2. Form Matrix \(Q\):
Just put the basis vectors as columns:
$$
Q = \begin{pmatrix} 2 & 1 \\ -3 & 1 \end{pmatrix}
$$
3. Apply the Formula \([L_A]_\gamma = Q^{-1}AQ\):
First, find \(Q^{-1}\):
$$
Q^{-1} = \frac{1}{5} \begin{pmatrix} 1 & -1 \\ 3 & 2 \end{pmatrix}
$$
Now multiply:
$$
Q^{-1}AQ = \frac{1}{5} \begin{pmatrix} 1 & -1 \\ 3 & 2 \end{pmatrix} \begin{pmatrix} 4 & 2 \\ 3 & 3 \end{pmatrix} \begin{pmatrix} 2 & 1 \\ -3 & 1 \end{pmatrix}
$$
Let’s do \(A \times Q\) first:
$$
\begin{pmatrix} 4 & 2 \\ 3 & 3 \end{pmatrix} \begin{pmatrix} 2 & 1 \\ -3 & 1 \end{pmatrix} = \begin{pmatrix} 2 & 6 \\ -3 & 6 \end{pmatrix}
$$
Now \(Q^{-1} \times (AQ)\):
$$
\frac{1}{5} \begin{pmatrix} 1 & -1 \\ 3 & 2 \end{pmatrix} \begin{pmatrix} 2 & 6 \\ -3 & 6 \end{pmatrix} = \frac{1}{5} \begin{pmatrix} 5 & 0 \\ 0 & 30 \end{pmatrix} = \begin{pmatrix} 1 & 0 \\ 0 & 6 \end{pmatrix}
$$
Result:
$$
[L_A]_\gamma = \begin{pmatrix} 1 & 0 \\ 0 & 6 \end{pmatrix}
$$
By choosing the right basis \(\gamma\), we turned the complicated matrix \(A\) into a simple diagonal matrix.
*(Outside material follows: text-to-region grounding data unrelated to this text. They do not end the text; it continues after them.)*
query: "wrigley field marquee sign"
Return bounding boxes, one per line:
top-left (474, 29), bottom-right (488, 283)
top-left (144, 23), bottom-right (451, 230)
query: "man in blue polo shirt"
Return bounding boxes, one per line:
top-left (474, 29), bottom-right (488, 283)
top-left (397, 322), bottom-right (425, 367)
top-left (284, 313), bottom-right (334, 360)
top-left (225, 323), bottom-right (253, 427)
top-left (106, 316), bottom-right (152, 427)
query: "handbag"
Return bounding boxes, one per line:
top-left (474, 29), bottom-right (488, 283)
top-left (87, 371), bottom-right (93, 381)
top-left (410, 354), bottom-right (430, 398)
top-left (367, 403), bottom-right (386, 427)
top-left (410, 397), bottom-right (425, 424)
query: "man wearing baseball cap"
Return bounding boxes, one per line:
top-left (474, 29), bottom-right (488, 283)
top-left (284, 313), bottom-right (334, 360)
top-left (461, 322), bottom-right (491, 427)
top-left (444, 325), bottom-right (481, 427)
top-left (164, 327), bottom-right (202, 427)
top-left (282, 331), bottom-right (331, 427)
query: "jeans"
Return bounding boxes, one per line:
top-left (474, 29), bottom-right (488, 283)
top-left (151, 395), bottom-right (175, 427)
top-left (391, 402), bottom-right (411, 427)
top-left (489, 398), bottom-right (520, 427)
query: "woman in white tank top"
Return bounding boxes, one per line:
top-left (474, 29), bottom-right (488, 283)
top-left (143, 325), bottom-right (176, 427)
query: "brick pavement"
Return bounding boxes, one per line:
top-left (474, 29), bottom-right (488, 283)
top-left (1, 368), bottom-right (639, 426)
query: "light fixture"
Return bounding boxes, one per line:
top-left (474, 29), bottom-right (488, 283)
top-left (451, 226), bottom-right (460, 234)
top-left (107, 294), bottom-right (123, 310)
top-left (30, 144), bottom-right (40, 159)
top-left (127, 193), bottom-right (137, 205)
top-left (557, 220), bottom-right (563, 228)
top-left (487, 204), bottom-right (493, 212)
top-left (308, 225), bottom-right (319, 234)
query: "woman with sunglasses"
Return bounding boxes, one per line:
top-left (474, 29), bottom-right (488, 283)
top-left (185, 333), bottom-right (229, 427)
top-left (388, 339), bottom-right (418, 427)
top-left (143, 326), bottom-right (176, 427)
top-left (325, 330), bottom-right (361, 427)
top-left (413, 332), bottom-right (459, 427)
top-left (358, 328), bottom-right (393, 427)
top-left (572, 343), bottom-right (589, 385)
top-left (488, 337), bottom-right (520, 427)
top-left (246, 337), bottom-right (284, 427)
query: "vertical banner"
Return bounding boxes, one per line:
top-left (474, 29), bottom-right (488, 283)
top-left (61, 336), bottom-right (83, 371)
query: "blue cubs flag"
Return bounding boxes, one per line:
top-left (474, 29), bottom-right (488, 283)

5. DEFINITION (Similarity)
Definition
Let \(A\) and \(B\) be matrices in \(\mathsf{M}_{n\times n}(F)\). We say that \(B\) is similar to \(A\) if there exists an invertible matrix \(Q\) such that \(B = Q^{-1}AQ\).
A Simple Example
Let’s show that the matrix
$$
A = \begin{pmatrix} 1 & 0 \\ 0 & 2 \end{pmatrix}
$$
is similar to
$$
B = \begin{pmatrix} 2 & 0 \\ 0 & 1 \end{pmatrix}
$$
Intuitively, these matrices do the exact same thing (scale one axis by 1 and the other by 2), just in a different order of axes.
1. Choose a “change of clothes” matrix \(Q\):
Let \(Q = \begin{pmatrix} 0 & 1 \\ 1 & 0 \end{pmatrix}\).
This matrix simply swaps the standard basis vectors \(e_1\) and \(e_2\).
Note that \(Q^{-1} = Q\) (swapping twice gets you back to the start).
2. Apply the similarity formula \(Q^{-1}AQ\):
$$
\begin{aligned} Q^{-1}AQ &= \begin{pmatrix} 0 & 1 \\ 1 & 0 \end{pmatrix} \begin{pmatrix} 1 & 0 \\ 0 & 2 \end{pmatrix} \begin{pmatrix} 0 & 1 \\ 1 & 0 \end{pmatrix} \\ &= \begin{pmatrix} 0 & 1 \\ 1 & 0 \end{pmatrix} \begin{pmatrix} 0 & 1 \\ 2 & 0 \end{pmatrix} \\ &= \begin{pmatrix} 2 & 0 \\ 0 & 1 \end{pmatrix} \end{aligned}
$$
3. Result:
We calculated \(\begin{pmatrix} 2 & 0 \\ 0 & 1 \end{pmatrix}\), which is exactly matrix \(B\).
Thus, \(B = Q^{-1}AQ\), so \(A\) and \(B\) are similar.
References
The theorem numbering in this post follows *Linear Algebra* (4th Edition) by Friedberg, Insel, and Spence. Some explanations and details here differ from the book.